Blogger’s Note: for photo credits, contact me at my email address, JohnColemanObl@gmail.com.
I love everything about this post. I love that Jeff is seeking to better understand and support Seymour, and I love that you bring such an important social issue to the table. Compassion and understanding is always the answer.
Thanks, Nancy. That first photograph of Seymour is lovely, really haunting almost. My buddy Jeff is an extraordinary man–goofy as the day is long, but full of love. Peace, John
how wonderful to reach out
to best understand & love!
perhaps some inner looking
at, say, lab tests
for reassurance 🙂
Hi, Smilecalm. Gracias for the poem . . . “lab tests,” good one! Peace, John
myself & others
find such tests
#compassion – the perfect tag. Thanks to you and thanks to Seymour for letting you share.

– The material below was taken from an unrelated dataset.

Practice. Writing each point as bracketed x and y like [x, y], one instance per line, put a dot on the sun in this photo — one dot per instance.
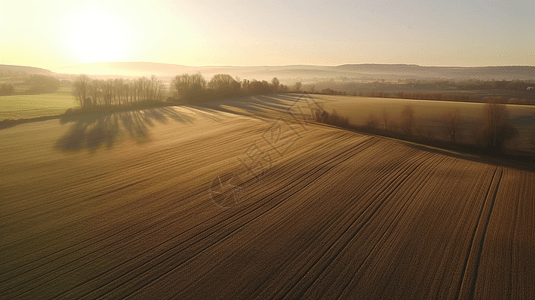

Hi, Melanie. Hope all is well with you and yours. Nice to see you. Peace, John
Wow. This post is a struggle for me. Like all of us, I am they, but I have named my they “naptimethoughts” and “she” is being VERY argumentative right now. The lady behind NTT thinks that this is a beautiful post, and remembers herself at that tender age, trying to define herself in quite the same way, if not by the same means. That lady thinks that Seymour is going to be something great. They obviously have a ton of people and stuff rattling around up in their head and that one day, it’s all going to percolate out into the universe as one major cup of coffee. Rock on witcha bad self, Seymour, from one changed name to another.
NTT is funny as shit, but her waters run deeper than Loch Ness. I’m going to encourage Seymour to check out this comment. Meanwhile, cosmic argumentation proceeds. Hope y’all reach an amicable settlement–or at least a truce. Much good karma your way. Peace, John
What a wonderful world it will be when we all learn the language of love for one another, just as we are! Thank you John for your words of not just tolerance but real love.
I agree, ML. I’ve often considered “tolerance” as kind of scrawny. Love is better. Peace out.